Around 2010, I realized that being a foreign investor in China, you needed to be ultra-specialized to justify, because there were so many great Chinese managers who were doing fantastic work. So our strength today at A Capital is that we provide something that others can’t provide. It’s very difficult for Chinese companies to invest in Germany or France. But we have the expertise and resources to help.
Q: As we mentioned, you were able to attract Belgian Federal Holdings and China Investment Corporations. That’s a great feat for a new fund like yours. How did you do that?
A: These two LPs normally don’t invest in first-time funds. I think the reason is our unique strategy of investing in Europe, but bringing a Chinese strategic co-investor. If you look at Chinese out-bound investments, very few are successful. But the two deals we have done are among those potential successes.

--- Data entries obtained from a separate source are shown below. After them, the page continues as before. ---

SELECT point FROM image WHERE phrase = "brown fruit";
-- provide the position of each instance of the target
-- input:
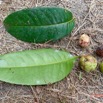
(99, 51)
(88, 63)
(84, 40)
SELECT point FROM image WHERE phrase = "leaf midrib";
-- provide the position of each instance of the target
(40, 65)
(44, 25)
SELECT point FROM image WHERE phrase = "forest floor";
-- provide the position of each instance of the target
(78, 86)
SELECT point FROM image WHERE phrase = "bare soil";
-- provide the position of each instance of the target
(79, 86)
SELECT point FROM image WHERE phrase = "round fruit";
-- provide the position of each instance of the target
(99, 51)
(84, 40)
(88, 63)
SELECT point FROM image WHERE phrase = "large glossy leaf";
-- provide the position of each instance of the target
(40, 24)
(35, 67)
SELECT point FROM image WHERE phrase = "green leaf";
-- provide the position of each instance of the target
(35, 67)
(40, 24)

Q: You monitor cross-border deals in and out of China. What are some trends that you think will emerge in the next new years in the Chinese M&A scene?
A: We launched our own research on that, which we call the Dragon Index. In 2011, Europe was the number one destination for Chinese outbound investments. There were around US$68 billion Chinese outbound deals last year, half were green field projects. Out of the US$34 billion of M&A activity, a third went to Europe. Approximately US$6 billion went to North America, evenly split between the U.S. and Canada. Around US$9 billion went to Africa and so on.
Secondly, we see more and more private companies doing deals. The volume is still dominated by State-Owned Enterprises as they do all the big resource and energy deals. But in terms of the number of deals, private companies are taking more share. Lastly, about 70% of the deals during the second quarter of this year were minority deals.
Q: Your two deals so far have been both investing into public companies. You are a private equity firm. How do you justify that?
A: It’s the same question that our LPs ask us. We are a private equity fund, and most of our deals will be investing in private companies. But when you start a new fund, you need to be cautious. So we did these two deals to minimize our risk. We wanted to do deals that are obvious and make our strategy immediately clear to investors. Club Méditerranée and Bang & Olufsen are global brands. Of course, now our entire team is focused on investing into private companies.
About André Loesekrug-Pietri:
André Loesekrug-Pietri is founder and managing partner of A Capital, a private equity firm focused on investing into European midcap companies with strong potential in China with Chinese co-investors. Previously, André cofounded CEL Partners, a European growth capital fund dedicated to China focused on clean tech and healthcare. He also developed Jaccar Capital Fund, a PE fund for Vietnam and China, and managed Burelle Participations until 2005.